Eine Inanspruchnahme des Steuerschuldners ist grundsätzlich auch dann ermessensfehlerfrei, wenn neben diesem
ein Haftungsschuldner für die Steuerschuld einzustehen hat (Senatsbeschluss vom 08.07.2004 - VII B 257/03,
BFH/NV 2004, 1513). Bei der Inanspruchnahme des Haftungsschuldners besteht ein (Entschließungs-)Ermessen,
eine Verpflichtung zur Inanspruchnahme besteht grundsätzlich nicht (Jatzke in Gosch, AO § 191 Rz 17, mit Verweis
auf die ausdrückliche Ausnahme in § 13c Abs. 2 Satz 2 des Umsatzsteuergesetzes). Die Klägerin hat kein subjektives
Recht auf ermessensfehlerfreie Auswahlentscheidung darüber, ob nicht statt ihrer der Nachlass als Haftungsschuldner
in Anspruch zu nehmen ist (vgl. Senatsbeschluss in BFH/NV 2004, 1513).

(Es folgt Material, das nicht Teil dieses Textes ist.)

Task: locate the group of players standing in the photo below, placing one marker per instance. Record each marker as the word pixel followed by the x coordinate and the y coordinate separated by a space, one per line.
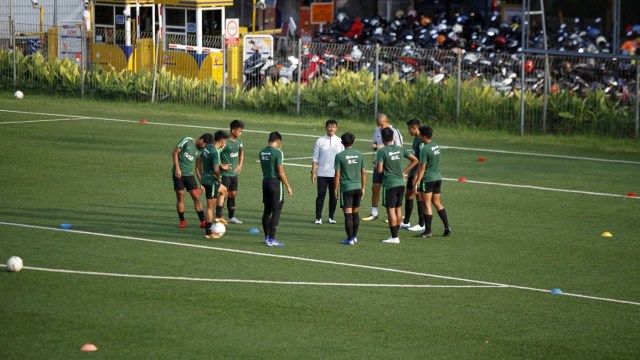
pixel 348 178
pixel 216 160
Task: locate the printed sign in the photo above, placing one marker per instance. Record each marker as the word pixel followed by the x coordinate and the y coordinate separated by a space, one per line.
pixel 321 13
pixel 264 44
pixel 232 31
pixel 70 42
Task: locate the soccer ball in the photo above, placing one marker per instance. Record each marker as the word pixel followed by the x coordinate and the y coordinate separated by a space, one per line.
pixel 218 229
pixel 14 264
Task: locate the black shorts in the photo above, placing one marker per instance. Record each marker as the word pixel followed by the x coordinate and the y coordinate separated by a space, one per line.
pixel 230 182
pixel 377 177
pixel 351 198
pixel 392 198
pixel 410 182
pixel 211 191
pixel 272 191
pixel 431 187
pixel 188 182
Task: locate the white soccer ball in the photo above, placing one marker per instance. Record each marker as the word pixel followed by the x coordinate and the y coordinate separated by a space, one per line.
pixel 14 264
pixel 218 229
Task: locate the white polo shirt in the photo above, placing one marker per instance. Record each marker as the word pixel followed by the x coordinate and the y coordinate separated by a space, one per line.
pixel 324 153
pixel 377 136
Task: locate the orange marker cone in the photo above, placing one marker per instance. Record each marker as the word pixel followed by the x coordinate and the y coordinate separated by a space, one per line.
pixel 88 347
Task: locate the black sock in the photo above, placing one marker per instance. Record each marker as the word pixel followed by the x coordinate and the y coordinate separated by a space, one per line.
pixel 408 209
pixel 356 223
pixel 420 213
pixel 348 225
pixel 394 231
pixel 443 216
pixel 231 206
pixel 427 223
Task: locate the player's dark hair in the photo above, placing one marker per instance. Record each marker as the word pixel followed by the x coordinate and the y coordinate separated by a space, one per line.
pixel 413 122
pixel 220 134
pixel 207 138
pixel 387 134
pixel 274 136
pixel 236 124
pixel 348 139
pixel 426 131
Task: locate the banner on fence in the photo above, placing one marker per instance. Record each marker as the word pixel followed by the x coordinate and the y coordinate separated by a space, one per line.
pixel 232 32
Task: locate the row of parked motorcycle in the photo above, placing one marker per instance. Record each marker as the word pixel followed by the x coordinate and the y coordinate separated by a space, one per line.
pixel 471 32
pixel 501 71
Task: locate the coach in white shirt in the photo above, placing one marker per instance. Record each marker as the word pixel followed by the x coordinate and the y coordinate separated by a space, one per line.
pixel 382 122
pixel 324 154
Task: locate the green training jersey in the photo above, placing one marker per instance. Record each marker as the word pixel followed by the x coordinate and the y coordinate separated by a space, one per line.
pixel 270 158
pixel 350 162
pixel 391 157
pixel 415 150
pixel 230 154
pixel 430 155
pixel 210 157
pixel 187 157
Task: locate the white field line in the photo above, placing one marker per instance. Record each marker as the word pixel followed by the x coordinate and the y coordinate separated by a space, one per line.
pixel 542 155
pixel 316 136
pixel 39 121
pixel 318 261
pixel 245 281
pixel 513 185
pixel 310 157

b) Aus der Haftungsbeschränkung nach § 2059 Abs. 1 BGB kann die Klägerin keine Beschränkung der Vollstreckung
zu ihren Gunsten herleiten, weil diese Einrede auf die Erbschaftsteuerschuld nicht anwendbar ist.

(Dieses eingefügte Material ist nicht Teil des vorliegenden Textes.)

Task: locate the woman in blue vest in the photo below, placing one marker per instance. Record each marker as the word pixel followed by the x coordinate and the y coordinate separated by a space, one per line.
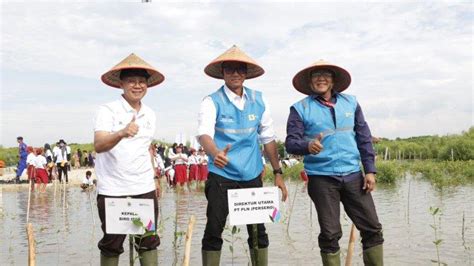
pixel 232 122
pixel 329 129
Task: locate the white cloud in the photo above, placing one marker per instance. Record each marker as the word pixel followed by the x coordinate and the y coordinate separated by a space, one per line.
pixel 411 63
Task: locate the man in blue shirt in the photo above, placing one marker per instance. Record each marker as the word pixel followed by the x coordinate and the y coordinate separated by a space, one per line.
pixel 232 122
pixel 22 154
pixel 329 129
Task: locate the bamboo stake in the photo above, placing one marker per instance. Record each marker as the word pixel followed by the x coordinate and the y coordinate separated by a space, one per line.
pixel 64 195
pixel 189 234
pixel 31 245
pixel 350 248
pixel 29 203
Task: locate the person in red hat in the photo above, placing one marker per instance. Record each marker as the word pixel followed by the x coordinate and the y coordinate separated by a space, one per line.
pixel 41 173
pixel 180 160
pixel 329 129
pixel 193 166
pixel 30 170
pixel 124 130
pixel 203 159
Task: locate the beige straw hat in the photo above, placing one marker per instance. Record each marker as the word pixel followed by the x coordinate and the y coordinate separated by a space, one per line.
pixel 342 78
pixel 214 69
pixel 112 77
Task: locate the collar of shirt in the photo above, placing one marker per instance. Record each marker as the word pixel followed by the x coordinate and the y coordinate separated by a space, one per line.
pixel 236 99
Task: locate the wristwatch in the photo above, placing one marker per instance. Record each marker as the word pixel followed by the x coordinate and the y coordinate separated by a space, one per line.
pixel 277 171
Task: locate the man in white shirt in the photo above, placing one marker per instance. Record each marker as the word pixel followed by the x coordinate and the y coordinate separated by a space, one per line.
pixel 232 121
pixel 124 130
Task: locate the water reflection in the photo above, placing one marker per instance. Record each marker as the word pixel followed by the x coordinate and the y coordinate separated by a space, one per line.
pixel 69 236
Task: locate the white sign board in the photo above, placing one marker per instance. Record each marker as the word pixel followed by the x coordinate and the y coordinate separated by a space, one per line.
pixel 120 212
pixel 253 205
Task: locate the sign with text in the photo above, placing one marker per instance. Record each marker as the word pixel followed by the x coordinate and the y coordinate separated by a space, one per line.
pixel 253 205
pixel 120 213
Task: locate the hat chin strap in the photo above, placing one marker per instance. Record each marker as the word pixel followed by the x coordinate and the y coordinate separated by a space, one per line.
pixel 314 93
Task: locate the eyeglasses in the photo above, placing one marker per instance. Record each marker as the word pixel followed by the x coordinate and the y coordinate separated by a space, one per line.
pixel 133 82
pixel 230 70
pixel 321 73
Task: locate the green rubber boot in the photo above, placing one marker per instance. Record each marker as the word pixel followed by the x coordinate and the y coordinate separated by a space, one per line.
pixel 108 261
pixel 260 256
pixel 373 256
pixel 211 258
pixel 331 259
pixel 149 258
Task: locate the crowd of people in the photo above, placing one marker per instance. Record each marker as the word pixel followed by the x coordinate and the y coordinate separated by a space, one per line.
pixel 327 128
pixel 45 164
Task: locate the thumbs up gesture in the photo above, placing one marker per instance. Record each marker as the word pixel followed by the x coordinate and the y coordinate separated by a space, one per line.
pixel 130 130
pixel 315 145
pixel 221 159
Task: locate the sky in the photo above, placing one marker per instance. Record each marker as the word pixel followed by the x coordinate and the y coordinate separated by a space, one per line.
pixel 411 62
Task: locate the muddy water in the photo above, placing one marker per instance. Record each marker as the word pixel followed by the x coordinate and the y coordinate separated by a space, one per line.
pixel 68 236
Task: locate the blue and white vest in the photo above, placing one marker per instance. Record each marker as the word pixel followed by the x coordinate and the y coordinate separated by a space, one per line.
pixel 340 155
pixel 240 130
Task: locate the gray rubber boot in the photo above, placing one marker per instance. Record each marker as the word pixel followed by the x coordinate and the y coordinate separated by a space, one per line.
pixel 211 258
pixel 260 256
pixel 108 261
pixel 149 258
pixel 373 256
pixel 331 259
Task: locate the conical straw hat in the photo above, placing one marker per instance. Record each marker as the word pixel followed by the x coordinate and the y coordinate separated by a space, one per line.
pixel 342 78
pixel 214 69
pixel 112 77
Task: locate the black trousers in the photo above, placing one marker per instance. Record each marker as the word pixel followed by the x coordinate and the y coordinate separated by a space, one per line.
pixel 112 244
pixel 217 211
pixel 326 194
pixel 61 170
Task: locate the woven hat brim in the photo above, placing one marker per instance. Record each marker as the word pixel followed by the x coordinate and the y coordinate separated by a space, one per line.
pixel 301 81
pixel 112 77
pixel 214 69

aa) Nach § 2059 Abs. 1 Satz 1 BGB kann jeder Miterbe bis zur Teilung des Nachlasses die Berichtigung der
Nachlassverbindlichkeiten aus dem Vermögen, das er außer seinem Anteil am Nachlass hat, verweigern.

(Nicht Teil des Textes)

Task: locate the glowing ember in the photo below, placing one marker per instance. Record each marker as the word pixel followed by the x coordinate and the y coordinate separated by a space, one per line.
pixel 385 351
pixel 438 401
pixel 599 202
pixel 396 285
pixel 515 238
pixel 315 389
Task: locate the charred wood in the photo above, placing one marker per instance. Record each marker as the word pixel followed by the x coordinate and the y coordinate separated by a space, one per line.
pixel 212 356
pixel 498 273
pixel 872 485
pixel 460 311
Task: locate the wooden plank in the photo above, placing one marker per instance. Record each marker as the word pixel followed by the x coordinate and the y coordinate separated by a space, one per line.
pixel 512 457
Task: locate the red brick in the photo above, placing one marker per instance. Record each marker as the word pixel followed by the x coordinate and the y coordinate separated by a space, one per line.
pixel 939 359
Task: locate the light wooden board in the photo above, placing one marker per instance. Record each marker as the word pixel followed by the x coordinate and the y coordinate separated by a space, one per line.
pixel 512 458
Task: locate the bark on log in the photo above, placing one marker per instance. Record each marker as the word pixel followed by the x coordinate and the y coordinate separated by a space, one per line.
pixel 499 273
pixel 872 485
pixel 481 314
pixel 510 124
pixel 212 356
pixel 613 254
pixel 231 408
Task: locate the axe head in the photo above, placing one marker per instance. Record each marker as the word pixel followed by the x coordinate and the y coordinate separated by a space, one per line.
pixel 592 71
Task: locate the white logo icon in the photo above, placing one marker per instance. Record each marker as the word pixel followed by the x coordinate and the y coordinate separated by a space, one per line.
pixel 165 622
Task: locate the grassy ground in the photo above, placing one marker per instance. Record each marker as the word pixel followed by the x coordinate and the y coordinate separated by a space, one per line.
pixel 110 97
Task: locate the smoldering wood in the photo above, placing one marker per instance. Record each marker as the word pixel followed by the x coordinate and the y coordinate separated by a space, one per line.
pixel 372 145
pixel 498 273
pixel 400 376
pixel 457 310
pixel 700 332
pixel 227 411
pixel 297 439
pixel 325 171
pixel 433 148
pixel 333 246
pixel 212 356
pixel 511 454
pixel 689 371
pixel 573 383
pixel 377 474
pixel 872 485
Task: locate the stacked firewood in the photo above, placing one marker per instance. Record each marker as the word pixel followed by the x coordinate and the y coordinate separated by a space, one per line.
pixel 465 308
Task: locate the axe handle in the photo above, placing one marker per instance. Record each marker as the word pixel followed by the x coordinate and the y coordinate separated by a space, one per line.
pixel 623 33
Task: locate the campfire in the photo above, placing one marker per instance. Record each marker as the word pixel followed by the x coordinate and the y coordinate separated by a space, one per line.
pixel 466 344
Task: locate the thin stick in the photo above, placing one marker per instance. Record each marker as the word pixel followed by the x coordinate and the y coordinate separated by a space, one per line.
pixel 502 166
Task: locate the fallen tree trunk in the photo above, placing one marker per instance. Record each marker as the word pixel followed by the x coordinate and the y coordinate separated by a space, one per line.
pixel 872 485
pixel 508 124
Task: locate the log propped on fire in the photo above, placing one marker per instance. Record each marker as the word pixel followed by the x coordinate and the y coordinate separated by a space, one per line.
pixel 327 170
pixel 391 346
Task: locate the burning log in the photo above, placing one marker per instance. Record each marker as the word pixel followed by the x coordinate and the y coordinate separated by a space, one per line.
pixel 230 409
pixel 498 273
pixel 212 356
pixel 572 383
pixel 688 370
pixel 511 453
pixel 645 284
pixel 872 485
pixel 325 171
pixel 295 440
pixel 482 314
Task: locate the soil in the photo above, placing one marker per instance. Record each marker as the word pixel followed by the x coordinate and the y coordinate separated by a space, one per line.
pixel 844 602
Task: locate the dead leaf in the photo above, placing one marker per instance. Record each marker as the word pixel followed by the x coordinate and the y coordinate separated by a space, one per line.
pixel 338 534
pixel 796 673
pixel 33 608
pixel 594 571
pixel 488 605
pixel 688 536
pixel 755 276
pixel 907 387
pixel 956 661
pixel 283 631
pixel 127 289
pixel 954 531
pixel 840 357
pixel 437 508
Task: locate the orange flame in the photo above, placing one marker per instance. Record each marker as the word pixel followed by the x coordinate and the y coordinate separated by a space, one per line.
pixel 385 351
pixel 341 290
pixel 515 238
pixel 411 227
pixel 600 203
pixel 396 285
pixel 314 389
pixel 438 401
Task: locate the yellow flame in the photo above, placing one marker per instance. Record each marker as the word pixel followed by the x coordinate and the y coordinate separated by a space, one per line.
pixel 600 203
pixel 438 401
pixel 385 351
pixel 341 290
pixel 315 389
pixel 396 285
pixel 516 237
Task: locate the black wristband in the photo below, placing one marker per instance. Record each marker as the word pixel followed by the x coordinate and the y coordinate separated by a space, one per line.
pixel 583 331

Zu den Nachlassverbindlichkeiten gehören nach § 1967 Abs. 2 BGB die vom Erblasser herrührenden Schulden und
die den Erben als solchen treffenden Verbindlichkeiten. Zu den ersteren zählen u.a. die im Wege der
Gesamtrechtsnachfolge (§ 45 Abs. 1 AO, § 1922 BGB) auf den Erben übergegangenen Steuer- und
Haftungsschulden des Erblassers (Erblasserschulden), während die zweite Gruppe die aus Anlass des Erbfalls
entstandenen Schulden (Erbfallschulden) betrifft, zu denen --neben den im Gesetz genannten Verbindlichkeiten aus
Pflichtteilsrechten, Vermächtnissen und Auflagen-- auch die Erbschaftsteuer (§ 9 Abs. 1, § 20 ErbStG) zu rechnen ist
(Senatsurteile vom 28.04.1992 - VII R 33/91, BFHE 168, 206, BStBl II 1992, 781, unter 3.b; vom 11.08.1998 -
VII R 118/95, BFHE 186, 328, BStBl II 1998, 705, unter II.A.3.b; BFH-Urteil in BFHE 252, 389, BStBl II 2016, 482,
Rz 11).

bb) § 2059 BGB gilt nicht nur für gemeinschaftliche Nachlassverbindlichkeiten, sondern auch für sogenannte
Erbteilverbindlichkeiten, die keine gemeinschaftlichen Verbindlichkeiten sind, weil nur einzelne Miterben beschwert
sind (MünchKommBGB/Ann, 7. Aufl., § 2058 Rz 11; Staudinger/Marotzke, BGB § 2058 Rz 32 und Rz 35). Schuldner
der Erbschaftsteuer ist nach § 3 Abs. 1 Nr. 1, § 20 Abs. 1 ErbStG nur der jeweilige Erwerber (Gebel in Troll/Gebel
/Jülicher/Gottschalk, ErbStG, § 20 Rz 50; Jochum in Wilms/Jochum, Erbschaftsteuer- und Schenkungsteuergesetz,
§ 20 Rz 79), weshalb es sich um eine solche Erbteilverbindlichkeit handelt.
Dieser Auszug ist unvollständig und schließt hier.